Whilst it is no secret that I have always longed to be Elizabeth Bennett, I recognise it takes a substantial leap of imagination to regard me as a suitable Austen heroine. I may be witty, wise and well-read (stop laughing at the back there) but not many folk would describe me as ladylike or consider me capable of holding my own at the local County cotillion. So introduce me to a Regency heroine with just a dash more rebellion in her soul than our dear Lizzie and I may just fall head over heels in love. Enter stage right Georgiana Ellers, the protagonist of Reputation. She is my new obsession and I know you will love her too.
When her parents decide to move to the coast, Georgiana is unceremoniously dumped on her aunt and uncle, where she leads a stiflingly dull life of embroidery and early nights. Desperate to ease her boredom, a chance encounter with controversial socialite Frances Campbell sees her thrust into an exciting new world of unchaperoned events, serial drinking and a surprising variety of drugs. (Jane Austen must be turning in her grave).

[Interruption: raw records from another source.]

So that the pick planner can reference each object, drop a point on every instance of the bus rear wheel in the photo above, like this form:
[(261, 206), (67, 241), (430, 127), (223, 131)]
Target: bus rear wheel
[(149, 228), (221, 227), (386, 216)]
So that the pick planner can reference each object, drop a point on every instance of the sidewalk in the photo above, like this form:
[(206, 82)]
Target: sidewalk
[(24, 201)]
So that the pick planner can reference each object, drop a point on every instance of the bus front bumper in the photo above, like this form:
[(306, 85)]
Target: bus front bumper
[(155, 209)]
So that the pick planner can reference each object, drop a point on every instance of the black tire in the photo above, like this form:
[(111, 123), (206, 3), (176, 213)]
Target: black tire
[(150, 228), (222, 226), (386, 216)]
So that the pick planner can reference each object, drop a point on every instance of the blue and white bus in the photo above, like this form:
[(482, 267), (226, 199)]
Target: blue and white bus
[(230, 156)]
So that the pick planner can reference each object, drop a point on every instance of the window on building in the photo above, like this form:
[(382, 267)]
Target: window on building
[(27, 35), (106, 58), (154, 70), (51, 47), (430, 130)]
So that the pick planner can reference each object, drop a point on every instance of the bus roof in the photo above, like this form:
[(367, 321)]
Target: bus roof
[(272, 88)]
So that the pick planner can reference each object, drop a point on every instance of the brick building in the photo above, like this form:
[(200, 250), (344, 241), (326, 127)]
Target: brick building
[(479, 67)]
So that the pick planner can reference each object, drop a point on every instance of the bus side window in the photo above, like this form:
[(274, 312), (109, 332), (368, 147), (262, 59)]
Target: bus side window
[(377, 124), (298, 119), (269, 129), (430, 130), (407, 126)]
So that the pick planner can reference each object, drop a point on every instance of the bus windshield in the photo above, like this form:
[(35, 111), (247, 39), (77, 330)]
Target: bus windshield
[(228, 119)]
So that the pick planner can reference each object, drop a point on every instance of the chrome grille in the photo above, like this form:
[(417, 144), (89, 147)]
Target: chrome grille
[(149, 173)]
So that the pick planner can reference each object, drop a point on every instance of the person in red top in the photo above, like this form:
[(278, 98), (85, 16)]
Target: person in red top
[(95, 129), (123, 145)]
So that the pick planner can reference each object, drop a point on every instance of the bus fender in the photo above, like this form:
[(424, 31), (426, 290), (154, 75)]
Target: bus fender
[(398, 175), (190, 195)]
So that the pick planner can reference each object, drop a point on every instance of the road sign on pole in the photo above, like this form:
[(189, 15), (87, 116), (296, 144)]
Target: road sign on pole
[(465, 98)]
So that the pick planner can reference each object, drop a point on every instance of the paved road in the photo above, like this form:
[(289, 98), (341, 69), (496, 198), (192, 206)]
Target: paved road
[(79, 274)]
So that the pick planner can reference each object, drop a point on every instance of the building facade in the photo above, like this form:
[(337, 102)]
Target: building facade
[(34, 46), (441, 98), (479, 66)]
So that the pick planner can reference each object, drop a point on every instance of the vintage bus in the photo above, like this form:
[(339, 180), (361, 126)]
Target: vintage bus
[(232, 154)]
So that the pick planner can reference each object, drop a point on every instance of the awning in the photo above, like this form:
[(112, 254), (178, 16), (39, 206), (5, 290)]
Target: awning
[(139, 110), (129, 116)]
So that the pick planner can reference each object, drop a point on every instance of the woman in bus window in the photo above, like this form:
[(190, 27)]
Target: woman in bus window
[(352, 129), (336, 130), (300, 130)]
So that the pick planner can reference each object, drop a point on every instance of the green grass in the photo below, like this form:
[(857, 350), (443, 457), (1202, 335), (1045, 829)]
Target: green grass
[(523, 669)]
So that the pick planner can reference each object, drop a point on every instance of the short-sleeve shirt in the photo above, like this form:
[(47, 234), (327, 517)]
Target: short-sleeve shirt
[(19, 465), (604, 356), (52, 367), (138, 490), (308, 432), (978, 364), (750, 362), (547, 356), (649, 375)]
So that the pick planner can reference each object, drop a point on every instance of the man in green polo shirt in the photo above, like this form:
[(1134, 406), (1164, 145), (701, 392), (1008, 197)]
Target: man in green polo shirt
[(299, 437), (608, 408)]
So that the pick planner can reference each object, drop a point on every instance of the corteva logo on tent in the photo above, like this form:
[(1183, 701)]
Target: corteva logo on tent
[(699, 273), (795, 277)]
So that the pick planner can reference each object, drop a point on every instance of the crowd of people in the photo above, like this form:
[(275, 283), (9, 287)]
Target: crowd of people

But as the novelty of this alternative existence begins to wear off – unlike the hangovers – our heroine must choose which path she really wants to follow and who her true friends are.
Described as the love child of Bridgerton and Fleabag, this book is brilliantly funny. Croucher creates an expert pastiche of an Austen novel, skilfully poking fun at the very elements of the genre that this book ultimately espouses. Of course there is a dark and brooding love interest (I want to marry him immediately) and of course there is a scene where he is both muddy and dripping wet (seriously, now please) but the author manages to both parody and embrace this set piece in such a way that it is still charmingly romantic. Georgiana is fiesty and quick of wit, filling these pages with great humour, and is surrounded by a cast of other superbly created characters. From Mr Burton, her reclusive uncle, to Jeremiah Russell, the charming cad courting Miss Campbell, each individual is expertly painted on the page. Behind this humour the book also has great substance, dealing with serious issues including the societal condemnation of homosexuality back then and the utterly impossible role women had to play. Croucher has expertly balanced satire and social commentary in a way that makes this novel an absolute gem.
I have been known to exude significant snobbery in the past towards those who think they have a right to bastardise my Jane (I wrote my dissertation on her, therefore we are clearly besties) but this is an exception. Witty, wise and well-written, I thoroughly recommend that you read this. In fact I insist. You won’t regret it.